Wind tunnel experiments
WiRE Wind tunnel test section

Recent Research

Ongoing experimental research at WiRE involves an array of topics which have gained popularity within the wind energy community in recent years. These include (but are not limited to) active yaw control, vertical axis wind turbine wakes and wind turbine wakes in topography.

Active Yaw Control

Active yaw control has emerged as a promising strategy for improving the power yield on a wind farm level. By actively yawing a wind turbine away from the incoming wind, the wake is deflected away from the downwind turbines. At WiRE, we perform wind tunnel experiments on the power performance and wakes of wind farms subjected to this strategy. These experiments provide new insights into the flow physics of the wake deflection and serve as a basis for theoretical models. Using these experiments, our experts have also developed yaw optimization algorithms for wind farm control.

Power Gain Achieved A Specific Yaw Control Setup For An Aligned Wind Farm
Power gain achieved by a specific yaw control setup for an aligned wind farm
Deflection Of The Wake
An instantaneous flow field obtained using tomographic PIV showing the deflection of the wake

VAWT Wakes

Vertical axis wind turbines have been underexplored historically. These turbines have, however, regained interest from the wind energy community due to their potential advantages over their horizontal axis counterparts. Our research focuses on experimental investigation of VAWT wakes under variety of different operational conditions and development of analytical models for the wake of these turbines.

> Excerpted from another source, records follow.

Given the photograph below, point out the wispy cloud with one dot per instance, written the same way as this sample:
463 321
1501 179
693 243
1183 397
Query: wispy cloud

Contours of the normalised streamwise velocity deficit in the wake of a VAWT
VAWT Streamtubes
Streamtubes of the mean flow through the variably-pitched vertical axis wind turbine for increasing tip speed ratios, (left) λ=1.28, (middle) λ=1.95, (right) λ=2.33. A counter-rotating vortex pair is produced as a result of trailing tip-vortices. The strength of vortex pair increases with increasing tip speed ratio
VAWT Tip Speed Ratio
As a blade travels around the periphery of the rotor, it sheds a continuous vortex sheet of horseshoe vortices into the flow. A quasi-continuous vortex sheet can be observed on one side of the rotor where the blades travel upstream. On the opposite side of the rotor, the blades shed ‘loops’ of vorticity as they travel downstream. As the tip speed ratio increases, the ‘loops’ become more tightly packed. This is likely the cause of the strong counter-rotating vortex pair observed at higher tip-speed ratios.

Wind Turbine Wakes in Topography

Onshore wind energy is one of the cheapest available energy resources in the world. Wind turbines on land are often sited on complex topographical features. The choice of topography as a site is made either to take advantage from the flow speed-up across hills or due to a lack of better alternative. Flow over topography is highly dependent on the geometrical details of the terrain and complex flow features, such as flow recirculation, lee waves are a common observation. The interaction of wind turbines and their wakes with these complex flow characteristics is far from understood.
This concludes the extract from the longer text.